To keep a buffer in memory at all times you must do the following.

1) Crank up the allowed working set for your process via the SetProcessWorkingSetSize API.  I can not emphasize the care that should be taken.  From MSDN:

Using the SetProcessWorkingSetSize function to set an application's minimum and maximum working set sizes does not guarantee that the requested memory will be reserved, or that it will remain resident at all times. When the application is idle, or a low-memory situation causes a demand for memory, the operating system can reduce the application's working set. An application can use the VirtualLock function to lock ranges of the application's virtual address space in memory; however, that can potentially degrade the performance of the system.

When you increase the working set size of an application, you are taking away physical memory from the rest of the system. This can degrade the performance of other applications and the system as a whole. It can also lead to failures of operations that require physical memory to be present; for example, creating processes, threads, and kernel pool. Thus, you must use the SetProcessWorkingSetSize function carefully. You must always consider the performance of the whole system when you are designing an application.

2) Use the VirtualAlloc API to allocate your big buffer.  I think you could actually use any memory allocator, but VirtualAlloc is probably safest.

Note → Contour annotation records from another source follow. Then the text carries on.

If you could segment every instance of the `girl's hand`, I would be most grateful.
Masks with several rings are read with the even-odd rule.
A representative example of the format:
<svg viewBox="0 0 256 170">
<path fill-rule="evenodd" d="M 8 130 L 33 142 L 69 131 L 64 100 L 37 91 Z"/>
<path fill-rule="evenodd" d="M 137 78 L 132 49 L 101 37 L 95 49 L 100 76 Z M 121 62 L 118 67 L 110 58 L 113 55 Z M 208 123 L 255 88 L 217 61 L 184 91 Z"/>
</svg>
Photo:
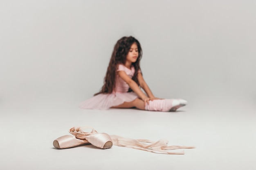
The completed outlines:
<svg viewBox="0 0 256 170">
<path fill-rule="evenodd" d="M 150 100 L 150 99 L 148 97 L 145 97 L 142 99 L 142 100 L 144 101 L 144 105 L 145 106 L 147 105 L 147 104 L 149 105 L 149 100 Z"/>
<path fill-rule="evenodd" d="M 153 101 L 154 100 L 159 100 L 159 99 L 162 99 L 159 98 L 158 98 L 155 97 L 151 97 L 149 98 L 149 99 L 151 101 Z"/>
</svg>

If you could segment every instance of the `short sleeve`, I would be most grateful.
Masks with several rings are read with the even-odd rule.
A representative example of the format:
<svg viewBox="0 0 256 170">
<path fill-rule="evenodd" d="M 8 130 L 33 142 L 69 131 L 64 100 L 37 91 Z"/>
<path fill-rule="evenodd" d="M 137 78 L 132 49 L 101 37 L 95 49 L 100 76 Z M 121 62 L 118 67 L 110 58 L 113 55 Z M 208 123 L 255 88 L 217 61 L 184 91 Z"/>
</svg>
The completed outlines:
<svg viewBox="0 0 256 170">
<path fill-rule="evenodd" d="M 118 72 L 119 71 L 125 71 L 126 70 L 126 67 L 124 65 L 122 64 L 119 64 L 118 65 L 118 67 L 117 68 L 117 71 Z"/>
</svg>

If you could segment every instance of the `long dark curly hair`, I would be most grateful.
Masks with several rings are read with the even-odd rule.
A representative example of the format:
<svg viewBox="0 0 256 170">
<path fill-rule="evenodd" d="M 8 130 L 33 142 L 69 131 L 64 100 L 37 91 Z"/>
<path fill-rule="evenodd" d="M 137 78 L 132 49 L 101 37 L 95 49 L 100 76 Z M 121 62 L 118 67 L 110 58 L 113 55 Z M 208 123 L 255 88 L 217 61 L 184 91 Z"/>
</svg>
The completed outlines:
<svg viewBox="0 0 256 170">
<path fill-rule="evenodd" d="M 135 73 L 132 79 L 138 85 L 139 85 L 137 78 L 138 71 L 140 70 L 139 61 L 142 57 L 142 50 L 139 42 L 135 38 L 132 36 L 124 37 L 117 41 L 115 46 L 107 70 L 107 73 L 104 78 L 104 85 L 102 86 L 100 92 L 95 94 L 94 96 L 101 93 L 110 94 L 112 93 L 115 87 L 116 75 L 117 65 L 119 64 L 125 64 L 126 60 L 126 56 L 132 45 L 134 43 L 136 43 L 138 46 L 139 55 L 136 61 L 132 63 L 135 69 Z M 130 88 L 128 92 L 132 91 Z"/>
</svg>

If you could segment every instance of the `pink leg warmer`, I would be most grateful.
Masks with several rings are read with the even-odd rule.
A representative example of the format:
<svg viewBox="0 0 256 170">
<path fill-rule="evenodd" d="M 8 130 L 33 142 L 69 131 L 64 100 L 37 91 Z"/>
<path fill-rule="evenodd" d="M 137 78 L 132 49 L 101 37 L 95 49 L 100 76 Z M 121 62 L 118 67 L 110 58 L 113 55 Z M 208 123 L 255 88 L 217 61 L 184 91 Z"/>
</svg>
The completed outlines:
<svg viewBox="0 0 256 170">
<path fill-rule="evenodd" d="M 186 101 L 182 99 L 161 99 L 150 101 L 145 109 L 151 111 L 175 111 L 186 105 Z"/>
</svg>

3) Use the VirtualLock API to lock the buffer in memory.  Again, this is a fairly mean thing to do to an OS, especially with buffers of this size.  Again from MSDN:

Locking pages into memory may degrade the performance of the system by reducing the available RAM and forcing the system to swap out other critical pages to the paging file. By default, a process can lock a maximum of 30 pages. The default limit is intentionally small to avoid severe performance degradation. Applications that need to lock larger numbers of pages must first call the SetProcessWorkingSetSize function to increase their minimum and maximum working set sizes. The maximum number of pages that a process can lock is equal to the number of pages in its minimum working set minus a small overhead.

Pages that a process has locked remain in physical memory until the process unlocks them or terminates.

*******************

But even if you do this, as neitod points out, you don't have control over the internals of GDI.  When you allocate bitmaps via the CreateCompatibleBitmap API, Windows is free to do its own thing - and all you get back is a handle, so you can't even lock the bitmap's memory in place. So the best you can do is have a duplicate copy of your bitmaps in locked RAM, and create/destroy the actual HBITMAP GDI objects as needed.  This has the sad effect of essentially doubling the required amount of RAM if all of your bitmaps are being displayed.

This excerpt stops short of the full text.